The school phoned me today and said, “Your son’s been telling lies.”
I replied, “Well, tell him he’s bloody good – I ain’t got any kids!”
[first day in the Mafia]
Me: I’ve taken care of your wife as you asked
Boss: great, where is she? Did she have a nice time?
Me: oh no
So how long do I have to microwave this spider before I let it bite me?
Relationship Status:
Got put in the friend zone by a succubus playing around on a Ouija board.
I can’t even get lucky in the spirit world.
[ first date ]
her: i like a man who plans financially for the future
me: i swallowed $9.13 this morning that i won’t be able to spend until later
You can’t see me anymore because of Ebola??!
Is she prettier than me?
She sounds hideous!
Well, I hope you’re happy together.*END CALL*
Stereotypes are like mass graves. They’re both offensive ways to lump groups of people together
yeah I’m excited for Dune 2
dune 2 others as you would have them dune 2 you
She told me she’d do anything for 20 bucks. Guess who just got his Mustang washed.
2008: Busy, trying to balance work and home life.

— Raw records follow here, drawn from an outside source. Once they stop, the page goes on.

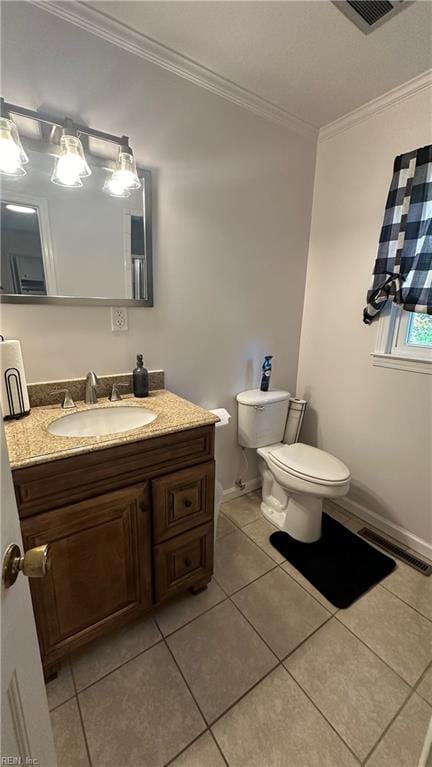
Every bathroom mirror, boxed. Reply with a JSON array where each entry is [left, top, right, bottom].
[[0, 146, 153, 306]]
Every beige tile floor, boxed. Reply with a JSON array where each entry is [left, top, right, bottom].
[[47, 493, 432, 767]]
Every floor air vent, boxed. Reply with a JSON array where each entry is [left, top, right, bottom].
[[332, 0, 410, 34], [358, 528, 432, 575]]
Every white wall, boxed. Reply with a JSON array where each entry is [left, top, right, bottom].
[[297, 86, 432, 549], [0, 3, 316, 490]]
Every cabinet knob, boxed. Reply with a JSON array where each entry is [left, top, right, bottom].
[[184, 499, 192, 508], [184, 557, 193, 568], [2, 543, 51, 588]]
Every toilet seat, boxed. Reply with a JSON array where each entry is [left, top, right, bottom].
[[268, 443, 350, 487]]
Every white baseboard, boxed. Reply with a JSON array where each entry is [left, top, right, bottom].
[[222, 477, 261, 503], [336, 496, 432, 560]]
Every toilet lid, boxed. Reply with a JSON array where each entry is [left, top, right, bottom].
[[269, 443, 350, 484]]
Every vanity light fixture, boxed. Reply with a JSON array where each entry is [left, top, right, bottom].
[[0, 105, 29, 177], [51, 119, 91, 188], [0, 99, 142, 195]]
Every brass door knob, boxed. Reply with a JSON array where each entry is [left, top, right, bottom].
[[2, 543, 51, 588]]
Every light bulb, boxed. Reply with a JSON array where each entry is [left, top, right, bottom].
[[6, 204, 36, 214], [51, 134, 91, 187], [0, 117, 28, 176], [103, 173, 130, 198], [112, 148, 140, 190]]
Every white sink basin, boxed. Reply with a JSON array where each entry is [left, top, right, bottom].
[[48, 406, 157, 438]]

2018: Busy watching a video of a lemon rolling down the street.
I’ve started insulting people exclusively with bird names, if you don’t like it then cope you red breasted nuthatch
cop: you’re free to go
me: but
cop: go on now
me: please
cop: I SAID GET OUTTA HERE
me: *runs into the forest*
cop: :'(
My husband still waves to policemen like a 5 year old.
My son’s girlfriend always peels out of the driveway like a car chase from the Rockford Files.

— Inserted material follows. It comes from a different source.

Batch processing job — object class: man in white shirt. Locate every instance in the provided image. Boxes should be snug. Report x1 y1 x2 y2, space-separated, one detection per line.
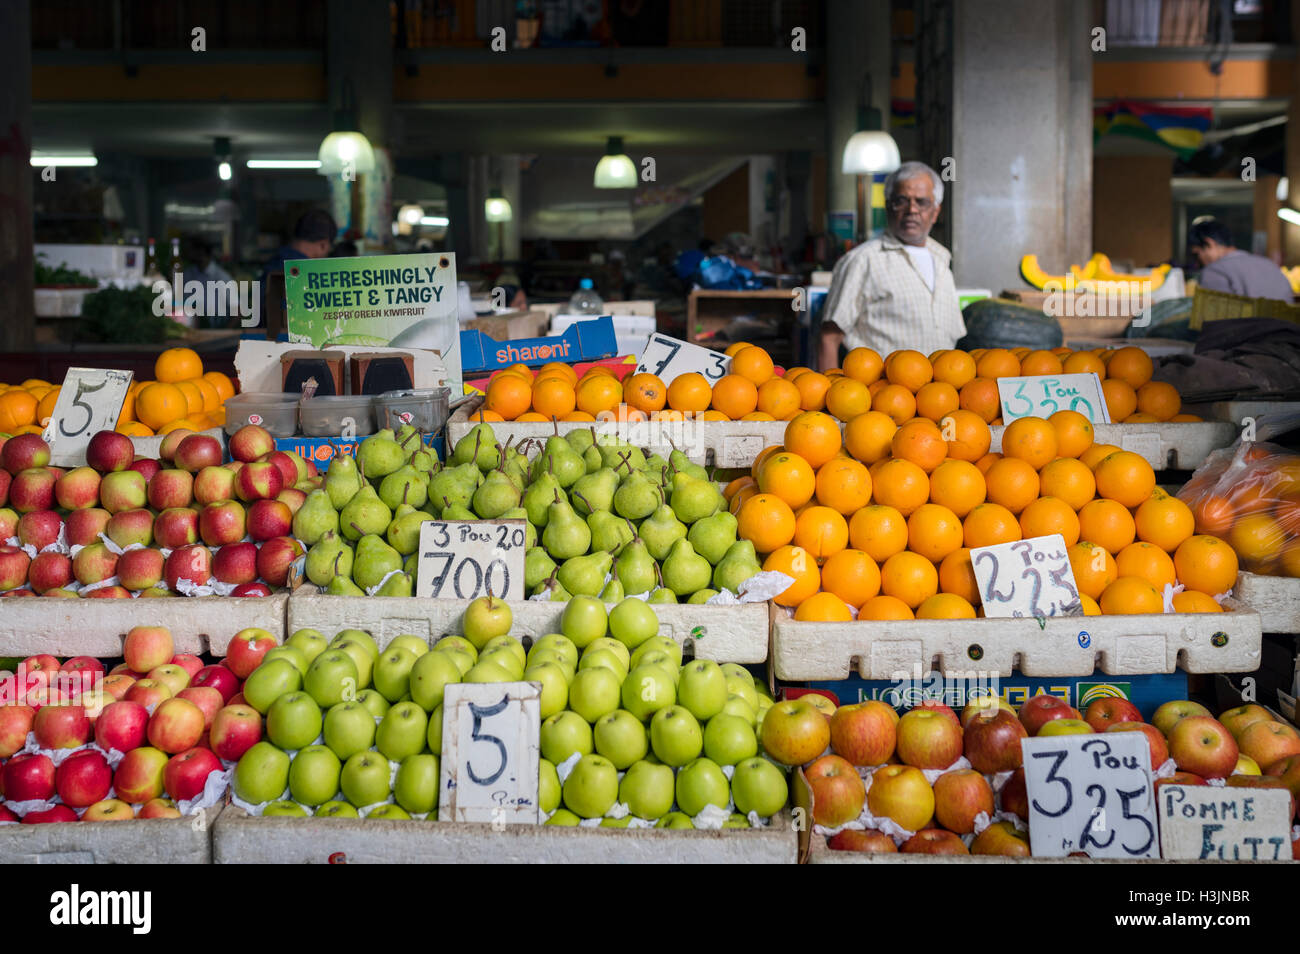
819 161 966 369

I admire her spirit, but I have to live with my neighbors.
Naming my daughter “A Relationship” so I don’t have to worry about punks wanting to be in her.
Charlie Brown can only afford the one outfit because he works for peanuts.
Her: I could tell you, but I’d have to kill you
*she stabs me
Me:..but…you…didn’t…tell…me
She: Yes I did. You never listen.
[texting]
her: 🍆+🍑
me: *shows up with eggplant parmesan and peach pie*
her: YES!!!!
It’s hard to take no prisoners in a war against puppies.